Millions of gallons of frac water come back to the surface. It could be treated, but in Texas it is most often reinjected into the ground. Millions more gallons of produced water flow out later during gas production. This flow, too, is often tainted with radioactivity and poisons from the shale. Often stored in pits, that waste can leak or overflow while awaiting reinjection.

Simply put: "Each of these wells uses millions of gallons of fresh water, and all of it is going to be contaminated," Ms. Carluccio says.

"Industry spokesmen say such fears are overblown. The wells we drill & are insulated with concrete," says Chip Minty, a spokesman for Devon Energy, an Oklahoma City-based gas company that pioneered hydraulic fracturing in the Barnett shale formation beneath Fort Worth, Texas. "The purpose is to protect any kind of aquifer or ground water layer. Those processes are controlled by regulatory agencies, and that keeps us safe from any kind of aquifer pollution."

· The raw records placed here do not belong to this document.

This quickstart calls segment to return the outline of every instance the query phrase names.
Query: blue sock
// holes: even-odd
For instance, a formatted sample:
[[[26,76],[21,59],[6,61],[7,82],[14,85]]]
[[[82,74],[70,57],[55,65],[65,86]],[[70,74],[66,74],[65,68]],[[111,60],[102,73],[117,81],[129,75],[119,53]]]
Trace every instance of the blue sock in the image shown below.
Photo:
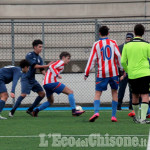
[[[68,95],[69,103],[71,106],[71,109],[76,109],[75,99],[73,94]]]
[[[45,108],[47,108],[49,106],[50,106],[50,102],[47,101],[47,102],[43,103],[42,105],[40,105],[37,108],[38,108],[39,111],[41,111],[41,110],[44,110]]]
[[[19,106],[20,106],[20,104],[21,104],[21,102],[22,102],[22,100],[24,99],[25,97],[22,97],[22,96],[19,96],[18,97],[18,99],[17,99],[17,101],[16,101],[16,103],[15,103],[15,105],[14,105],[14,107],[13,107],[13,110],[16,110]]]
[[[99,107],[100,107],[100,100],[94,101],[94,113],[99,113]]]
[[[4,107],[5,107],[5,101],[0,100],[0,113],[2,112]]]
[[[148,108],[147,115],[150,114],[150,107]]]
[[[114,117],[116,117],[117,105],[118,105],[118,102],[112,100],[112,116]]]
[[[44,97],[40,97],[37,96],[37,98],[35,99],[34,103],[29,107],[29,111],[33,111],[33,109],[40,103],[40,101],[43,99]]]

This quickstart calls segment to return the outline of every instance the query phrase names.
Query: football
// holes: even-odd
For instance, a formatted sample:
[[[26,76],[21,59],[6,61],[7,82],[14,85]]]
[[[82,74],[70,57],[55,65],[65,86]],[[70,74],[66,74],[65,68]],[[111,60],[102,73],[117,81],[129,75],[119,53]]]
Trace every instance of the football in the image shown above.
[[[83,109],[82,109],[81,106],[77,105],[77,106],[76,106],[76,110],[77,110],[77,111],[82,111]]]

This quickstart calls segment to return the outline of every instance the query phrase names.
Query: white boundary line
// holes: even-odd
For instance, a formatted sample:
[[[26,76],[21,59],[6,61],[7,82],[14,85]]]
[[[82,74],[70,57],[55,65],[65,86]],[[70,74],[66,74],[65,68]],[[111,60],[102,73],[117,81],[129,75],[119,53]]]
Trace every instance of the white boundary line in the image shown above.
[[[149,130],[149,136],[147,141],[147,150],[150,150],[150,130]]]
[[[55,133],[54,133],[55,134]],[[47,136],[47,135],[46,135]],[[55,135],[53,135],[55,136]],[[93,135],[61,135],[61,136],[65,136],[65,137],[88,137],[88,136],[106,136],[106,135],[97,135],[97,134],[93,134]],[[138,137],[147,137],[147,136],[150,136],[150,135],[107,135],[107,136],[116,136],[116,137],[134,137],[134,136],[138,136]],[[0,138],[38,138],[40,136],[38,135],[16,135],[16,136],[0,136]],[[148,140],[149,142],[149,149],[147,150],[150,150],[150,138]]]
[[[40,111],[40,113],[46,113],[46,112],[66,112],[66,111],[71,111],[71,110],[45,110],[45,111]],[[19,111],[17,111],[17,112],[22,112],[22,113],[24,113],[25,112],[25,110],[19,110]],[[85,110],[85,112],[94,112],[94,110]],[[99,111],[100,113],[101,112],[112,112],[112,110],[100,110]],[[117,111],[117,113],[122,113],[122,112],[124,112],[124,113],[127,113],[127,111],[125,110],[125,111]]]

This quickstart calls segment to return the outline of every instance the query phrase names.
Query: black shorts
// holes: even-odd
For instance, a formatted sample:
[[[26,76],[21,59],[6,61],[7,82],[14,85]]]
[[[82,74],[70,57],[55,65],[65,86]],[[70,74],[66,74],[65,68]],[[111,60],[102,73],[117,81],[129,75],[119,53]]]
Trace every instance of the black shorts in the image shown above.
[[[150,76],[141,77],[137,79],[129,79],[131,92],[134,94],[148,94],[149,83],[150,83]]]

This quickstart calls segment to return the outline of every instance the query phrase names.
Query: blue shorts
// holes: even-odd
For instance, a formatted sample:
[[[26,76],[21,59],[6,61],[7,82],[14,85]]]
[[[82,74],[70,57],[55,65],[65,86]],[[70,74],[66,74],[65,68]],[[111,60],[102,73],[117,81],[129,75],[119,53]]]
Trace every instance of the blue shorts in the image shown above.
[[[43,87],[46,91],[46,96],[50,97],[53,93],[60,94],[65,88],[65,85],[60,82],[55,82],[55,83],[45,84]]]
[[[21,93],[22,94],[30,94],[31,90],[33,92],[41,92],[43,91],[42,86],[39,84],[38,81],[34,81],[30,83],[28,79],[21,81]]]
[[[4,92],[7,92],[5,82],[0,81],[0,93],[4,93]]]
[[[96,79],[96,91],[106,91],[107,85],[110,85],[111,89],[118,89],[119,77],[97,78]]]

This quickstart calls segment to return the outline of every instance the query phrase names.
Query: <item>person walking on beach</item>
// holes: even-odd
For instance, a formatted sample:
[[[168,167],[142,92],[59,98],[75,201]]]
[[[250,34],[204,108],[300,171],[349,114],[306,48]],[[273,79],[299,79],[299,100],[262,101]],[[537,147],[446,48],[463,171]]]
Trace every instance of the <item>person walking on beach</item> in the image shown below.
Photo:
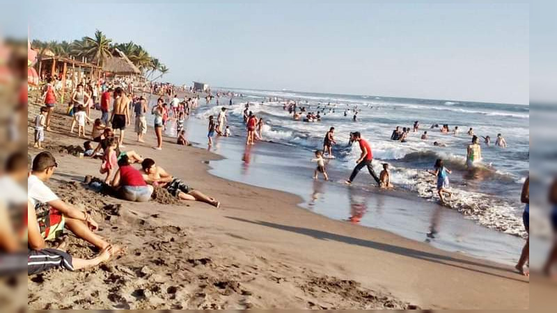
[[[524,244],[524,248],[522,248],[522,253],[520,255],[520,259],[518,260],[515,268],[520,273],[521,275],[524,276],[529,276],[530,273],[524,271],[524,265],[528,262],[530,257],[530,177],[526,177],[524,181],[524,184],[522,185],[522,192],[520,194],[520,202],[524,203],[524,211],[522,213],[522,223],[524,225],[524,228],[528,233],[528,238],[526,238],[526,243]]]
[[[448,175],[447,173],[450,174],[451,172],[445,167],[443,160],[441,159],[437,159],[435,161],[434,169],[435,170],[432,174],[437,177],[437,194],[439,195],[441,203],[445,203],[443,193],[448,193],[449,197],[453,195],[453,193],[447,190],[449,186]]]
[[[357,165],[354,168],[352,175],[350,175],[350,178],[346,181],[346,184],[351,184],[352,182],[354,182],[354,179],[356,178],[356,175],[358,175],[358,172],[362,168],[363,168],[364,166],[366,166],[370,174],[377,183],[377,185],[380,186],[380,180],[377,177],[377,175],[375,174],[375,171],[373,170],[373,166],[372,165],[372,161],[373,161],[373,154],[371,152],[371,147],[370,146],[370,144],[366,140],[361,138],[361,134],[360,134],[359,131],[353,132],[352,134],[351,139],[352,138],[354,139],[354,141],[357,141],[358,143],[359,143],[360,150],[361,150],[361,154],[360,154],[359,159],[356,161]]]
[[[480,146],[480,138],[474,135],[472,137],[472,143],[466,148],[466,166],[469,169],[471,169],[480,161],[482,161],[482,147]]]
[[[253,145],[256,138],[256,125],[257,125],[257,118],[256,115],[250,112],[249,118],[247,120],[247,129],[248,138],[246,141],[246,145]]]
[[[45,86],[45,93],[42,94],[42,100],[45,105],[48,108],[48,113],[46,118],[46,129],[50,131],[50,118],[52,112],[54,111],[54,106],[56,104],[56,95],[54,93],[54,86],[52,86],[52,77],[49,77],[47,80],[47,85]]]
[[[547,260],[543,267],[543,273],[547,276],[553,275],[552,270],[557,264],[557,179],[555,179],[549,187],[549,204],[551,209],[551,225],[553,226],[554,241],[553,246],[549,251]]]
[[[336,144],[336,141],[335,141],[335,138],[333,137],[334,131],[334,127],[329,128],[329,131],[327,132],[325,138],[323,140],[323,152],[329,155],[329,158],[333,157],[333,145]]]
[[[109,88],[105,90],[100,96],[100,120],[102,124],[107,125],[109,123],[109,111],[110,110],[110,98],[113,90]]]
[[[209,129],[208,132],[207,133],[207,138],[209,138],[209,145],[212,145],[213,144],[213,136],[214,136],[214,129],[216,125],[214,125],[214,116],[211,115],[209,117]]]
[[[126,129],[126,125],[130,125],[131,122],[128,102],[127,97],[124,93],[124,90],[118,87],[114,90],[114,106],[110,120],[112,123],[112,129],[115,131],[116,129],[120,129],[118,145],[120,147],[124,147],[124,131]]]
[[[219,122],[219,127],[217,129],[217,134],[218,134],[219,136],[223,136],[224,127],[226,125],[226,108],[223,106],[221,109],[221,111],[219,112],[219,116],[217,118],[217,120]]]
[[[329,180],[329,177],[327,175],[327,170],[325,170],[325,160],[323,159],[323,152],[321,150],[315,150],[315,158],[311,159],[312,162],[317,162],[317,167],[315,168],[315,170],[313,171],[313,179],[317,179],[317,173],[320,172],[323,174],[323,178],[325,180]]]
[[[159,98],[159,99],[157,100],[157,105],[153,106],[151,110],[151,113],[155,115],[153,128],[155,129],[155,134],[157,136],[157,147],[153,147],[152,148],[155,150],[162,150],[162,127],[164,124],[162,99]]]
[[[139,101],[134,103],[134,113],[135,113],[135,132],[137,134],[137,141],[144,143],[143,136],[147,134],[147,101],[143,96],[139,97]]]

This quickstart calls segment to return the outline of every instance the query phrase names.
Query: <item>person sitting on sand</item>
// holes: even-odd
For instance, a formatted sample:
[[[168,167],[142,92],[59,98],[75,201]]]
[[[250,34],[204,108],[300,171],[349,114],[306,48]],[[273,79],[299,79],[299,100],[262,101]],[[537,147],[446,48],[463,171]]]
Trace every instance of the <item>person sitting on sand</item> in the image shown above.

A pioneer in "best practices," Devon has also developed a way to purify and reuse frac water. But those techniques are costly and not widely used at present. Whether such practices will be required elsewhere is an open question.

Targets for this new kind of drilling

One huge target is the Marcellus shale basin that spans large parts of New York, Pennsylvania, Ohio, and West Virginia. States are eager to get to get new revenues and so are many landowners lining up to sign leases.